Was spricht für eine Erdwärmepumpe mit Photovoltaik 

Die Kombination einer Erdwärmepumpe (Sole-Wasser-Wärmepumpe) mit einer Photovoltaikanlage (PV) gilt als die "Königsklasse" der privaten Energieversorgung. Während die PV-Anlage kostenlosen Strom vom Dach liefert, nutzt die Erdwärmepumpe die ganzjährig konstanten Temperaturen im Erdreich (ca. 10 °C), um hocheffizient Wärme zu erzeugen.

Hier ist ein Überblick über die Funktionsweise, Vorteile und die wirtschaftliche Situation im Jahr 2026.


1. Das Zusammenspiel der Komponenten

Eine Erdwärmepumpe benötigt für den Betrieb des Kompressors Strom. Diesen liefert die PV-Anlage vorrangig für den Eigenverbrauch.

  • Direktverbrauch: Die Wärmepumpe läuft bevorzugt dann, wenn die Sonne scheint. Ein intelligentes Energiemanagementsystem (EMS) steuert dies automatisch.

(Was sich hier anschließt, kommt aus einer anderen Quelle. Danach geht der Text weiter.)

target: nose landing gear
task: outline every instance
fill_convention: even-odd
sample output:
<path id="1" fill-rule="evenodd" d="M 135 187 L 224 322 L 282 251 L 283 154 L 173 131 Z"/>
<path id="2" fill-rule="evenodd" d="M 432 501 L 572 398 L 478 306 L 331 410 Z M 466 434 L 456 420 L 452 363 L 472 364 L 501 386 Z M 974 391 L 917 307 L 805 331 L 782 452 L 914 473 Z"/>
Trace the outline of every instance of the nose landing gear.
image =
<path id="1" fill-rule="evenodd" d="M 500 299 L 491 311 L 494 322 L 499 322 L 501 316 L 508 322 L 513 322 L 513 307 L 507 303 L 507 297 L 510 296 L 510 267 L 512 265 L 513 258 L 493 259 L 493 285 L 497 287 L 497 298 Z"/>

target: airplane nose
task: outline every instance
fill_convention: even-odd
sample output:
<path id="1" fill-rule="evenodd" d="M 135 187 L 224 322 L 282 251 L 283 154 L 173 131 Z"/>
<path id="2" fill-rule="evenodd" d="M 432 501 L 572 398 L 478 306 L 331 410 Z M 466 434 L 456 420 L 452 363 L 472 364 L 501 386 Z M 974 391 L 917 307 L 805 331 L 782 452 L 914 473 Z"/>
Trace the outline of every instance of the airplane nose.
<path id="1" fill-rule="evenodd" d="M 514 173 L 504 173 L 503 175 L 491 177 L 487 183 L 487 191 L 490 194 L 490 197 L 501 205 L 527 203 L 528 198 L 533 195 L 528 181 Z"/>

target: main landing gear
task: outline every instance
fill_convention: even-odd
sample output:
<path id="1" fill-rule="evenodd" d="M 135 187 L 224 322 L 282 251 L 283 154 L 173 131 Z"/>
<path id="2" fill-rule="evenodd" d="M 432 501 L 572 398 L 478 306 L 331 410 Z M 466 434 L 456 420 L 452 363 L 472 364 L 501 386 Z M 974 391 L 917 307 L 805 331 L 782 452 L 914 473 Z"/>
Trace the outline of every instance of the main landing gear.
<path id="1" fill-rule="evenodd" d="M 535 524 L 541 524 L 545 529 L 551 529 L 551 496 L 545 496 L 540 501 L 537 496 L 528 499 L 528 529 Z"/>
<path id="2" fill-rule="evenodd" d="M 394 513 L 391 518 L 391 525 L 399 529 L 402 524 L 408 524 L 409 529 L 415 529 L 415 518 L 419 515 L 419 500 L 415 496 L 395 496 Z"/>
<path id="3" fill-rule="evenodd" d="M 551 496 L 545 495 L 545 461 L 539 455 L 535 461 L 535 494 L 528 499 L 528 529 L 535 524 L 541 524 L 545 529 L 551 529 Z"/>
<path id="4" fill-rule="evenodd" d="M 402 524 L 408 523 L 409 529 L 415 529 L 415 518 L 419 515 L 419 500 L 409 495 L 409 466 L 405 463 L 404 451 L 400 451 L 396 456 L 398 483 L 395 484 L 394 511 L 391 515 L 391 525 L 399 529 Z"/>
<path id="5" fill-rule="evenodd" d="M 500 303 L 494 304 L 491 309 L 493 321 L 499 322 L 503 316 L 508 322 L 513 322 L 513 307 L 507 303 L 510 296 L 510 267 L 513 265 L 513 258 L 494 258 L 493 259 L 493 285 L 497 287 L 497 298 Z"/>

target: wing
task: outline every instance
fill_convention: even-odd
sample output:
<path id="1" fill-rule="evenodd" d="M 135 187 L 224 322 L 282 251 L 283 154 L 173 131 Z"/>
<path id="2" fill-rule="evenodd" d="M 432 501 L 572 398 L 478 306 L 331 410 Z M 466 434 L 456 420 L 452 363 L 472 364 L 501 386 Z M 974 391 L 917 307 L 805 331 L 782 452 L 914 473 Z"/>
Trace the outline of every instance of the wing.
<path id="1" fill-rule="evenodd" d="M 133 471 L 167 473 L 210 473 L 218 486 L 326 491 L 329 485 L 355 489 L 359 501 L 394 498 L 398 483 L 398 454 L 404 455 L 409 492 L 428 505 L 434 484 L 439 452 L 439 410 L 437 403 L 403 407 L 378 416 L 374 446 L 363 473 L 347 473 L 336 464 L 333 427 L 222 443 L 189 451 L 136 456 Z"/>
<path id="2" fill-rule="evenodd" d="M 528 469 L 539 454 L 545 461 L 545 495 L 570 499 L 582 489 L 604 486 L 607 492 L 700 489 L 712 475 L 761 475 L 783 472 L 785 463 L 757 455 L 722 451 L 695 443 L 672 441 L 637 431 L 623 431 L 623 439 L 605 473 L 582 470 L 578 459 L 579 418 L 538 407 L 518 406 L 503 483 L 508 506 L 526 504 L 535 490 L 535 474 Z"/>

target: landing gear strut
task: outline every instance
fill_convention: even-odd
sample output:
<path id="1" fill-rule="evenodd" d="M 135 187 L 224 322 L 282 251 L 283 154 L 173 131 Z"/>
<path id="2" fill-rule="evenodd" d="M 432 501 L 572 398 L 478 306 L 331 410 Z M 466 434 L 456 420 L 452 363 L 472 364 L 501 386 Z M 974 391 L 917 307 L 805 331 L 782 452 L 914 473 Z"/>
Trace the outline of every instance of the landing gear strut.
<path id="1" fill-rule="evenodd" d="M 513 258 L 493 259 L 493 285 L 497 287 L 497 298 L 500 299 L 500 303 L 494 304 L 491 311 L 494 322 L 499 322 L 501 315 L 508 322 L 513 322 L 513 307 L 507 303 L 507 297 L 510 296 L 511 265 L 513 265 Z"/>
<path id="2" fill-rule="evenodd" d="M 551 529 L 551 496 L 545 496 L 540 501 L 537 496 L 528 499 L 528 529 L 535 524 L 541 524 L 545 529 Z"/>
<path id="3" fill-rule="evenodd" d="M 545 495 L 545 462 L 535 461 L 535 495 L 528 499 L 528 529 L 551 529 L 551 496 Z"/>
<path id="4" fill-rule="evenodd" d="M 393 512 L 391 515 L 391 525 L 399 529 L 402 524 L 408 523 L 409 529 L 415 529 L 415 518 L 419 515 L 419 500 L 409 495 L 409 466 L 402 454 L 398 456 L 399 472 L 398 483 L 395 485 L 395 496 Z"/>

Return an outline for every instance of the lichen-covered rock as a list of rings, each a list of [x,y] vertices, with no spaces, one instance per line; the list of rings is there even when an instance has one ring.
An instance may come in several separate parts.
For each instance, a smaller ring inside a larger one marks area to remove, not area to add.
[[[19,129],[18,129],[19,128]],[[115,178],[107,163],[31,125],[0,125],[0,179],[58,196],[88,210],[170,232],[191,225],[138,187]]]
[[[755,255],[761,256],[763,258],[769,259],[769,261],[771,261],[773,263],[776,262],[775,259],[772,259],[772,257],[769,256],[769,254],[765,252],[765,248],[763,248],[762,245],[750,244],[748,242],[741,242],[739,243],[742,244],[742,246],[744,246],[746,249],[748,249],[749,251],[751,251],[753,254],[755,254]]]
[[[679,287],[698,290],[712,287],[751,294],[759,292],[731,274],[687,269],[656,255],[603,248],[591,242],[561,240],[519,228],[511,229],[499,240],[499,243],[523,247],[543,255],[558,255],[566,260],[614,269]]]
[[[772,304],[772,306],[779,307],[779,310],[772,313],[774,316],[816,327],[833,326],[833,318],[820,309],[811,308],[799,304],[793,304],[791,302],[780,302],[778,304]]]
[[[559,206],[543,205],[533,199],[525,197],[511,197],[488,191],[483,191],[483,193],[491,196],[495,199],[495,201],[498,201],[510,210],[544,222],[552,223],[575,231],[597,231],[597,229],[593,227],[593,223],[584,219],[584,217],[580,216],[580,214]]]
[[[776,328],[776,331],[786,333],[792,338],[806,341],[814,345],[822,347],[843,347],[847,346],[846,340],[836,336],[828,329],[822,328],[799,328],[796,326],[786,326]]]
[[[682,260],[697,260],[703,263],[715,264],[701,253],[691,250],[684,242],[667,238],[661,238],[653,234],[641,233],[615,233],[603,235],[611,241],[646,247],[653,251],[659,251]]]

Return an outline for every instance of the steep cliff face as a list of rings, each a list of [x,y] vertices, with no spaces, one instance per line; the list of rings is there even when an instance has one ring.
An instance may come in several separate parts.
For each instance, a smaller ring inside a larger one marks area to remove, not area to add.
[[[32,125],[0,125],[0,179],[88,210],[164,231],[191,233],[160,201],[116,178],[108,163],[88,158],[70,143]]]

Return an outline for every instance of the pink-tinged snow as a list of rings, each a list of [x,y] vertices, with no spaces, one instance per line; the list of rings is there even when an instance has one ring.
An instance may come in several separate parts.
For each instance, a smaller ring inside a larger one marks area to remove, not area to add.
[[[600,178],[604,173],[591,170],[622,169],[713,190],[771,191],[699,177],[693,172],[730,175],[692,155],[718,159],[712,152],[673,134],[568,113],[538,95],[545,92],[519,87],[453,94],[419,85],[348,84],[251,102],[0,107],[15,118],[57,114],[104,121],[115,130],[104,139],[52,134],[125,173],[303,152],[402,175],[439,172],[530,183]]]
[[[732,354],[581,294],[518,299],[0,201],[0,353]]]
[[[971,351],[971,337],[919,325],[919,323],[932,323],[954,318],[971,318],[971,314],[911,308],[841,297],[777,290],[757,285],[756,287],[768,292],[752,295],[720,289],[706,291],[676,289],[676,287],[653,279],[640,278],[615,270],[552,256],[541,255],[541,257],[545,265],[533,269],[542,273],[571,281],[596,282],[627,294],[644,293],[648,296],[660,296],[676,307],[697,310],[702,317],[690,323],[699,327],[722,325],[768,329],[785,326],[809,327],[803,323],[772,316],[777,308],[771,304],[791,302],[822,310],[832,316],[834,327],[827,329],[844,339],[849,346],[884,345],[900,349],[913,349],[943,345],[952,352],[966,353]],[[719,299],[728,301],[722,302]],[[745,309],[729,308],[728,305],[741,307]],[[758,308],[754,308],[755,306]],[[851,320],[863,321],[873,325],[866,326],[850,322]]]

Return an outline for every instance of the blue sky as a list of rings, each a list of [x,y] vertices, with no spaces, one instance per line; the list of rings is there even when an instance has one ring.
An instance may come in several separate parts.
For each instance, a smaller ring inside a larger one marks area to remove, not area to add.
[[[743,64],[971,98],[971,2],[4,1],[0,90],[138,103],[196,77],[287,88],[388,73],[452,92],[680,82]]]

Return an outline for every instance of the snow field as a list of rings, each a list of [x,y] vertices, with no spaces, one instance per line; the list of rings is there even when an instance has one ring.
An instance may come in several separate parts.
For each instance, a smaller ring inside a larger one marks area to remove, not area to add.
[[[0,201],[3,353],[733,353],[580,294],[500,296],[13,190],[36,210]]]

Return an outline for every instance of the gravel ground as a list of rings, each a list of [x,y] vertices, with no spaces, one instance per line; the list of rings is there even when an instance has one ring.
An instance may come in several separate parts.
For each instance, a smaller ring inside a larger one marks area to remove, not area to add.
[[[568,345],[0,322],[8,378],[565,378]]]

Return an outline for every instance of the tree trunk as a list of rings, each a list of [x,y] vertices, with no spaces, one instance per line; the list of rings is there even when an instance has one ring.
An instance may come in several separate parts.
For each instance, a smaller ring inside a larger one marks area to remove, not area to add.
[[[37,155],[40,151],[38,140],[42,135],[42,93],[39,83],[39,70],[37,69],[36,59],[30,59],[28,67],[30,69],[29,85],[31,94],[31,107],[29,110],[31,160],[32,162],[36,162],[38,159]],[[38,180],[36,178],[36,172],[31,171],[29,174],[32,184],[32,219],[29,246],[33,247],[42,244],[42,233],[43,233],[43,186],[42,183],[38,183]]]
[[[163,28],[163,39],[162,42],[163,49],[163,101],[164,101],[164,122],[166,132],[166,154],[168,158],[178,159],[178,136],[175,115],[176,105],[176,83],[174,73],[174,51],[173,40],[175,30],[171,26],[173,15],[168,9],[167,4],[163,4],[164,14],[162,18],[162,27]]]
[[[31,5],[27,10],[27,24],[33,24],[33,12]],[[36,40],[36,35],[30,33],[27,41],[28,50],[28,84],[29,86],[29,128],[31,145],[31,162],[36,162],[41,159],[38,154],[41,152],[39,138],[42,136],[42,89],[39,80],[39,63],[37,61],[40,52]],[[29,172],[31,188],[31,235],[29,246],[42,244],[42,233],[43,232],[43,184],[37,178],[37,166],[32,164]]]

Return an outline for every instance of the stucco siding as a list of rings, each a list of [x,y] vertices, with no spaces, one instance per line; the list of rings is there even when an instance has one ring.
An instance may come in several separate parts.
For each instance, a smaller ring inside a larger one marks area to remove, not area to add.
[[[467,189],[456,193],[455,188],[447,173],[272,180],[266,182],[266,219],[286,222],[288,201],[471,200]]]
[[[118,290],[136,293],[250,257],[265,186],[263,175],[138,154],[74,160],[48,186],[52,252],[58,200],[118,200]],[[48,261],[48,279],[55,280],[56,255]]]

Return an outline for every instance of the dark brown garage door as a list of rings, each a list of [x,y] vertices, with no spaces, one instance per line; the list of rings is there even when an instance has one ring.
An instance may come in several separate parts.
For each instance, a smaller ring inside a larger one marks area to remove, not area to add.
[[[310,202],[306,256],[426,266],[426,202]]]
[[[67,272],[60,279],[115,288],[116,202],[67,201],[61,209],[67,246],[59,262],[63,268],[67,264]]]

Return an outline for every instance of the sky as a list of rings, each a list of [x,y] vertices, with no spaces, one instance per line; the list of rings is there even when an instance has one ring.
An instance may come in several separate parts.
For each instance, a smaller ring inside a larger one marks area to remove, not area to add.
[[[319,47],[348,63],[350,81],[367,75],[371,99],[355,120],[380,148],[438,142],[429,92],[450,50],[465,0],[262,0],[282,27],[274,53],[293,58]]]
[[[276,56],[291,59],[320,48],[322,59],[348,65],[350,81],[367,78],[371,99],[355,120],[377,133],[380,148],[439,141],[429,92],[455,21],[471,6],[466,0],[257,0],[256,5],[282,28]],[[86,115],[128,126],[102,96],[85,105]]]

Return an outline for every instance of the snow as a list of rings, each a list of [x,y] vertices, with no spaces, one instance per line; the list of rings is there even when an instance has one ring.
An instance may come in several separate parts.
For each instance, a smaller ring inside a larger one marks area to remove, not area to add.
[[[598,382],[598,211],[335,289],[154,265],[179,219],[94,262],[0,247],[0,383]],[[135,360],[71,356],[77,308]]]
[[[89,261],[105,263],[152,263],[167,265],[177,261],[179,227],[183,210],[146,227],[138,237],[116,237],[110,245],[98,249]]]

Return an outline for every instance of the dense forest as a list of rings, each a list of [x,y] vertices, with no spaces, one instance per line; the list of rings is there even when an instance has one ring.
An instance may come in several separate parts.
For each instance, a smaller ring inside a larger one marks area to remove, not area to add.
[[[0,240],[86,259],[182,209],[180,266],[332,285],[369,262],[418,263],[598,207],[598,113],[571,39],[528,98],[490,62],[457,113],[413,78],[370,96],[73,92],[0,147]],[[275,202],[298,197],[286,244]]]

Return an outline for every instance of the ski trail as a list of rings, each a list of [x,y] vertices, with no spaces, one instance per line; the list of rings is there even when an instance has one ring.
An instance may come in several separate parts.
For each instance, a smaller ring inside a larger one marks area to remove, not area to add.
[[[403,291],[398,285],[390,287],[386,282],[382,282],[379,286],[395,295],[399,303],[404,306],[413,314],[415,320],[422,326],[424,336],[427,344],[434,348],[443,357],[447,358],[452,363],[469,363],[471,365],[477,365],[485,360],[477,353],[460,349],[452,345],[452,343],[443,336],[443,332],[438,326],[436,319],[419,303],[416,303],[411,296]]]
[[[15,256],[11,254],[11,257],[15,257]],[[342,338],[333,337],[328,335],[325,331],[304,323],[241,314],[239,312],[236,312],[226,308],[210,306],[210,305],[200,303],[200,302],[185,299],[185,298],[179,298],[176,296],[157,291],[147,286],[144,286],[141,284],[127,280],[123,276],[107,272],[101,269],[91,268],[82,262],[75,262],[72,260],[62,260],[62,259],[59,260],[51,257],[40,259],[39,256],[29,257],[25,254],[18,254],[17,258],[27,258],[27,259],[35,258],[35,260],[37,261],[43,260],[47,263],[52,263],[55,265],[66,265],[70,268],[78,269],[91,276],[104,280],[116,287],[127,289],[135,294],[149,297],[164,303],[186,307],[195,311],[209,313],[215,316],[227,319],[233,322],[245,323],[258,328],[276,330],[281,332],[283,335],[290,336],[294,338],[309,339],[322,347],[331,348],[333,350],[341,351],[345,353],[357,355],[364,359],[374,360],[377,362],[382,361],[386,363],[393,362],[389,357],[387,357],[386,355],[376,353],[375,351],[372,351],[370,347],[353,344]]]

  • Thermische Speicherung: Da man Wärme besser speichern kann als Strom, wird bei Sonnenüberschuss die Vorlauftemperatur im Pufferspeicher oder in der Fußbodenheizung leicht angehoben. Das Haus dient dann als thermische Batterie.

  • Kühlung im Sommer: Erdwärmepumpen beherrschen das "Passive Cooling". Dabei wird die Kühle des Bodens fast ohne Stromverbrauch (nur die Umwälzpumpe läuft) ins Haus geleitet – ideal, um PV-Überschuss im Sommer sinnvoll zu nutzen.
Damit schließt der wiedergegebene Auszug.